Yes, he has. If you’ve been around him, say, on the occasions when you were up there (Homestead), or if you see him come down the steps onto the practice field every day, you can see that this is a player with an awful lot of energy and an awful lot of enthusiasm and just likes football. When he comes in the weight room, he’s happy to be there early in the morning to be lifting weights. He’s happy for the off-season program. He’s happy to come to practice. He enjoys football tremendously. He’s just got an engaging spirit about him on top of that, and that’s really been evident here throughout the course of the season. In summary to your question, he has really stayed on track with that.

People talk about players taking ownership of the team, is it possible, somebody like Marques Hagans really wears the team’s fortunes on his sleeve, is it possible to take too much of it on yourself?
You have to have a good perspective on it. With maturity at the position that he’s had, this year he’s been able to combine how important the team is. I mean, this is a great team player. With him, it’s all about the team. It’s all about winning. It’s all about what he can do for his team. He’s proud to put that jersey on every week. And, so, it means a great deal to him. And, he has a particular pleasure when we win, because the team does mean so much to him, and he takes it very seriously and very personally when we don’t. But, on a seven day-a-week basis, he really has enjoyed, hasn’t felt the burden of playing that position or having that ownership of the team. He really has felt the joy of it, and had a great time with it. He’s better to ask than I am, but certainly, as I try to observe a lot about what goes on with the players each week, that would be my observation of him here throughout the course of the season.

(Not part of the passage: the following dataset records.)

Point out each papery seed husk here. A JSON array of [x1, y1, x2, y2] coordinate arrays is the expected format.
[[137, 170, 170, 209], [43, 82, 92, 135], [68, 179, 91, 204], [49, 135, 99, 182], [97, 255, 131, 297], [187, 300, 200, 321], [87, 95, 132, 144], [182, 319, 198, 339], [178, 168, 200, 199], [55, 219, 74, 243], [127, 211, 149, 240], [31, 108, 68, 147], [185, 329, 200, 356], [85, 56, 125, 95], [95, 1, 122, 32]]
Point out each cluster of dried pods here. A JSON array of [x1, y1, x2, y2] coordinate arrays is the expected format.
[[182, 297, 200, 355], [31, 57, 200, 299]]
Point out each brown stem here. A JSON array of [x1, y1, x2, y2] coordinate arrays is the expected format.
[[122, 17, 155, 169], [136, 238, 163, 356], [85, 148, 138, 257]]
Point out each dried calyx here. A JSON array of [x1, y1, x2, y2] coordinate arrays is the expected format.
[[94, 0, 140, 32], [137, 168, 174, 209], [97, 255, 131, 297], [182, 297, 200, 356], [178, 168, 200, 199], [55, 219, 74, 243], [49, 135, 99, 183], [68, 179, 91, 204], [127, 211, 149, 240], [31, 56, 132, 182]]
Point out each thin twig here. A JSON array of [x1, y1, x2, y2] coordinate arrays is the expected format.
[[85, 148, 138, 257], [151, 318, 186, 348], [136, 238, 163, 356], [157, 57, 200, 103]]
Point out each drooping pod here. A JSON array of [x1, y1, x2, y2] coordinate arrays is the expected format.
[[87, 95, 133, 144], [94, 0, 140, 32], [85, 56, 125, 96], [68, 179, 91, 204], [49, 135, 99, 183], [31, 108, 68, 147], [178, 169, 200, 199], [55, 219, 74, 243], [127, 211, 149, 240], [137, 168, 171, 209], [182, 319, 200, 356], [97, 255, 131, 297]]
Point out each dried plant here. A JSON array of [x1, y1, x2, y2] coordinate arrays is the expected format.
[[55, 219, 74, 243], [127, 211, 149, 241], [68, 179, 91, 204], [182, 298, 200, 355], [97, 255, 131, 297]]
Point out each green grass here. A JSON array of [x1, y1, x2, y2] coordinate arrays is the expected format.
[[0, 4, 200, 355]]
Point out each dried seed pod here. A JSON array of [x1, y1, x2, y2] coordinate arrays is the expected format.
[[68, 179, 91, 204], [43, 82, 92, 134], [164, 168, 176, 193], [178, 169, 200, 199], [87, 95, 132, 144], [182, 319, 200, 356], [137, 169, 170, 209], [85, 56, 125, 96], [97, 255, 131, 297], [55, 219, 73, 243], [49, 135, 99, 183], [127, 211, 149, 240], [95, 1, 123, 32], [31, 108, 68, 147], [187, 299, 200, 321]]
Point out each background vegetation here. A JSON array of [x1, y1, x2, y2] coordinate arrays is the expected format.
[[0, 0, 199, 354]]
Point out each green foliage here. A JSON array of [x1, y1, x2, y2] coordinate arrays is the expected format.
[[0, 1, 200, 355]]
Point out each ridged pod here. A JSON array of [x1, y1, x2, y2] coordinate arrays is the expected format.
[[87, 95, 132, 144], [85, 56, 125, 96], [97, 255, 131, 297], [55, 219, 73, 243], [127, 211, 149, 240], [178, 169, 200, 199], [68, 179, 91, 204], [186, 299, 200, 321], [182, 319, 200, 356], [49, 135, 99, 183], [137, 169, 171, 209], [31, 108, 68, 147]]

Marcus Hamilton held Georgia Tech WR Calvin Johnson to 41 yards. Could you talk a little bit about how big a role he’s played and how big a role he’ll play for the rest of the season?
Marcus has really, obviously by his performance as you can see, has really matured as a player. His intensity on a day-to-day basis, his concentration on the job-I’ve mentioned this on a couple of other occasions after the game on Sunday-but the way he went about preparing himself for that game last week was very impressive. The hours that he put in studying tape, charting what the player did by alignment, by formation, how he ran his routs, he was just very professional about how he went about it. Then, how he tried to apply that to the different practice situations that were out there. So, he didn’t just go to practice, just go out there and run around. He was really, from the start of the week to the finish, he was trying to prepare himself on an ongoing basis to play well in the game. And, clearly, his preparation showed.

When talking about the receivers, your season has been book-ended with Syracuse and Western Michigan with good tight ends and with Virginia Tech and Miami with good tight ends. Within your scheme, I know with LB Ahmad Brooks being back that helps, how would you evaluate Virginia Tech TE Jeff King, compared to what you’ve seen already from the tight end situation, with Maryland TE Vernon Davis sprinkled in the middle there?
Well, Vernon Davis is a different type of player from many of the tight ends. Just his vertical speed is really unique to the position, so he kind of stands out separately from the rest of them. But, outside of that, I think Jeff King is a very, very good player. He’s solid in all aspects of the game. He’s a willing and competent blocker, which is something a lot of them claim they want to be, because, you know, they know their coaches want them to say they’re interested in blocking, but he really is. He does a really good job for them. He’s been used as a vertical receiver, as well as an intermediate receiver, which is an aspect of that position that some teams aren’t able to exploit. But, with the threats that they have on the outside, he is the guy that really makes the middle of the field something that’s an area that has to be defended.